De invoering van de Omgevingswet wordt voor de vijfde keer uitgesteld. Minister De Jonge (Volkshuisvesting en Ruimtelijke Ordening, CDA) noemt 1 oktober 2022 of 1 januari 2023 als nieuwe data. Dat schrijft de minister vandaag in een brief aan de Eerste en Tweede Kamer. Hij wil dat de dienstverlening aan mensen en bedrijven niet in het geding komt en dat gebiedsontwikkeling niet belemmerd wordt.
Meer tijd
‘De afgelopen weken zijn er verschillende overleggen geweest met medeoverheden en experts over de invoering van de Omgevingswet. Daaruit kwam naar voren dat er meer tijd nodig is om goed te oefenen met de nieuwe systemen. Die tijd wil ik nemen voor een verantwoorde en zorgvuldige invoering,’ aldus De Jonge.
Onzekerheden
Volgens De Jonge functioneert de vergunningverlening goed, maar ‘zien we dat bij de zogeheten planketen, waar gemeenten, provincies en waterschappen met plansoftware nieuwe omgevingsplannen kunnen publiceren, er verschillende onzekerheden zijn.’ De komende weken moet duidelijk worden of de invoeringsdatum 1 oktober 2022 of 1 januari 2023 zal worden.
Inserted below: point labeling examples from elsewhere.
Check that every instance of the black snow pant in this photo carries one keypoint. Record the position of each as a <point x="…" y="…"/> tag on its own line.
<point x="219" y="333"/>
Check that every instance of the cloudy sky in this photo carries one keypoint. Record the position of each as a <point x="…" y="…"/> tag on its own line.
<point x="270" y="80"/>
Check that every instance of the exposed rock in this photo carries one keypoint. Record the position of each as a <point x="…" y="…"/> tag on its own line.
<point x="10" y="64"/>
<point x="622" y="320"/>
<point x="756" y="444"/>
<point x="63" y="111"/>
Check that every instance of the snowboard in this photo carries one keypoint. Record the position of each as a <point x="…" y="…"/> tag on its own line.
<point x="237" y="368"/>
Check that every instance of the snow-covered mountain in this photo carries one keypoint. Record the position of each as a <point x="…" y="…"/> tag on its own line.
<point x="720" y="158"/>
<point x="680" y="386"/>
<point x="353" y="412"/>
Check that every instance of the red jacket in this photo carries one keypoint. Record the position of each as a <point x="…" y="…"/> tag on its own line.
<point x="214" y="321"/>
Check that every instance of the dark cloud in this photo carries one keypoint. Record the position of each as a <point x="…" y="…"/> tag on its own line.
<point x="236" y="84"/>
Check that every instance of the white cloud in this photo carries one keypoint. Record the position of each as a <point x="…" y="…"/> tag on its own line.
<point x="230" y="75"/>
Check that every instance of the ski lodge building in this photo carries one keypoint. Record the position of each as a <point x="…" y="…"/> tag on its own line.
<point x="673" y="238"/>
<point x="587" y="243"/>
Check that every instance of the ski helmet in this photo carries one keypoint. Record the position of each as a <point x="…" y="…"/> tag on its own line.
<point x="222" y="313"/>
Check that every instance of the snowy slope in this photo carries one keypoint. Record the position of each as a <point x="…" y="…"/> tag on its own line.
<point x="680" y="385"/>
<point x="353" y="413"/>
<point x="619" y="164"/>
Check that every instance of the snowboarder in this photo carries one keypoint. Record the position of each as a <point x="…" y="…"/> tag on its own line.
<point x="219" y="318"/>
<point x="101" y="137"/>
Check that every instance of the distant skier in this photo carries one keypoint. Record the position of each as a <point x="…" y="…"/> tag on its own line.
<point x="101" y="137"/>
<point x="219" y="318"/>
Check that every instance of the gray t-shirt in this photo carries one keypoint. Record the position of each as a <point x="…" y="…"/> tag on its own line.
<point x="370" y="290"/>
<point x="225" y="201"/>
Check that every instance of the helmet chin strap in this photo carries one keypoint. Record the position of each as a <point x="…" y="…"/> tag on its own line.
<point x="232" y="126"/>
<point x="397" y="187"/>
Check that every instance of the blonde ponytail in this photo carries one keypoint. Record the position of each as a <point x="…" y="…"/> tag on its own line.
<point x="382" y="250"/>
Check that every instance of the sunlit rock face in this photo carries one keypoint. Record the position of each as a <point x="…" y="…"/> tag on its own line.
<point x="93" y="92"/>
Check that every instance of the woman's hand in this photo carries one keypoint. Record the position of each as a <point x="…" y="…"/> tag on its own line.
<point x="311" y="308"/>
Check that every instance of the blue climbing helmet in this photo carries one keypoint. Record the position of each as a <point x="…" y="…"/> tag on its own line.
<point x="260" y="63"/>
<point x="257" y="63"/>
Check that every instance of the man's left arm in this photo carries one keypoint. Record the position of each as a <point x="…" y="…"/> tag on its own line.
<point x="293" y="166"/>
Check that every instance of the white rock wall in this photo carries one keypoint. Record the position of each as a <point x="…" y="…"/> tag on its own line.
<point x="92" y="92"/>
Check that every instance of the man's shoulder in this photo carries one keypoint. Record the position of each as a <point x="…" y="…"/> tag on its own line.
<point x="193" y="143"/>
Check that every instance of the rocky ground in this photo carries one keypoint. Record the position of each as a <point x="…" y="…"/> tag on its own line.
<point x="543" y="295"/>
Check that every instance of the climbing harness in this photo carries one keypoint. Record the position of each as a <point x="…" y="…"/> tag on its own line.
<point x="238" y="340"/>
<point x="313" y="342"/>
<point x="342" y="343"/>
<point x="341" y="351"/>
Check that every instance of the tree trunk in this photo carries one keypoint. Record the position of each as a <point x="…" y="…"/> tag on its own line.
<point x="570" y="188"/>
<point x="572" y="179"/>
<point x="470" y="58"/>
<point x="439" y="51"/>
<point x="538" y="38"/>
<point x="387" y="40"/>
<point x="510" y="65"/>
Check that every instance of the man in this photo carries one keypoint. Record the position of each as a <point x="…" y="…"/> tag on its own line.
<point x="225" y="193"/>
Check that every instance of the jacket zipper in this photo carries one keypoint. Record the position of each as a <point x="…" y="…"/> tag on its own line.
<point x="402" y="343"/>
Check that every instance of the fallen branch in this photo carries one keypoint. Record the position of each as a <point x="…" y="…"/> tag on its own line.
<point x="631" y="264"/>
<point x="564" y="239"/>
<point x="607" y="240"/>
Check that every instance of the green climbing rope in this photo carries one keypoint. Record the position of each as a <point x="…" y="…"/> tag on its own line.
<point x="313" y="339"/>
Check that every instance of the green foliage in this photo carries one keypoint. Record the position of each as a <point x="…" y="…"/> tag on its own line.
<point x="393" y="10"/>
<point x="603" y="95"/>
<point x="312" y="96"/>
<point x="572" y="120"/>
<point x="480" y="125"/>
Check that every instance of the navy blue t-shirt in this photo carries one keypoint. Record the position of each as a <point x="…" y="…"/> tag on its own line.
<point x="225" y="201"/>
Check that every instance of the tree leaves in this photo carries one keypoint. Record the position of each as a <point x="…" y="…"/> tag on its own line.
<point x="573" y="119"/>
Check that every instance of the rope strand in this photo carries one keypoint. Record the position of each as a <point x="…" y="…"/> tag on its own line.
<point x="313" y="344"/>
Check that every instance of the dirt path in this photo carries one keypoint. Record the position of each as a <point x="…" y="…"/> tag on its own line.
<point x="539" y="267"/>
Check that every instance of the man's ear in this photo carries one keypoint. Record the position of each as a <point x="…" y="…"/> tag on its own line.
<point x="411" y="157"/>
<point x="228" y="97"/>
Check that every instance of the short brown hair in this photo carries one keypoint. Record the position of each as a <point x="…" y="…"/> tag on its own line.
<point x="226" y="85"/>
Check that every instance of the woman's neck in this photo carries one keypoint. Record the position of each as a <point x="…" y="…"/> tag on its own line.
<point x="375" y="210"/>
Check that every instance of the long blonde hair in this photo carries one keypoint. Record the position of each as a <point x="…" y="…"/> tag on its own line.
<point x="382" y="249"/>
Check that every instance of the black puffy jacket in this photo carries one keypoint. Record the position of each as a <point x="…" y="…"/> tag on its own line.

Onvermijdelijk want de systemen van (sommige) marktpartijen VTH software doen het nog niet. Dus vasthouden aan de invoeringsdatum zou een zelf gecreëerde code zwart zijn voor de vergunningverleners, toezichthouders en handhavers van die ca 30% van alle lagere overheden die de pech hebben volledig afhankelijk te zijn van een softwareleverancier die het niet lukt om te leveren zoals beloofd.
Maar vanaf wat meer afstand toch vooral onbegrijpelijk. De omgevingswet was een poging om het benutten en beschermen van de fysieke leefomgeving nu eens helemaal vanuit de bedoeling en integraal aan te vliegen ipv in hokjes gedacht met regels vanuit de systeemwereld. Nieuwe ICT toepassingen zijn dan helemaal niet nodig, hooguit een extra hulpje bij het faciliteren van de transformatie. Het DSO (Digitaal Stelsel Omgevingswet) is nu helaas verworden van een hulpmiddel voor het nieuwe stelsel tot de kern -en achilleshiel- er van. En dus is het middel nu het nieuwe doel: Als het maar werkt straks.
Dat toont helaas aan dat de omgevingswet zelf een schoolvoorbeeld van de ontsporende systeemwereld is geworden. Door alles aan alles te koppelen en overal systemen bij te willen ontwikkelen is het niet meer behapbaar en raakt de transformatieve bedoeling van de Omgevingswet uit beeld. Veel gemeenten hebben hun ambities al afgeschaald naar: “met zo min mogelijk -maar toch aanzienlijke- extra kosten zo goed en kwaad als dat gaat dezelfde dienstverlening aan burger en politiek kunnen blijven bieden”. En dat is doodzonde.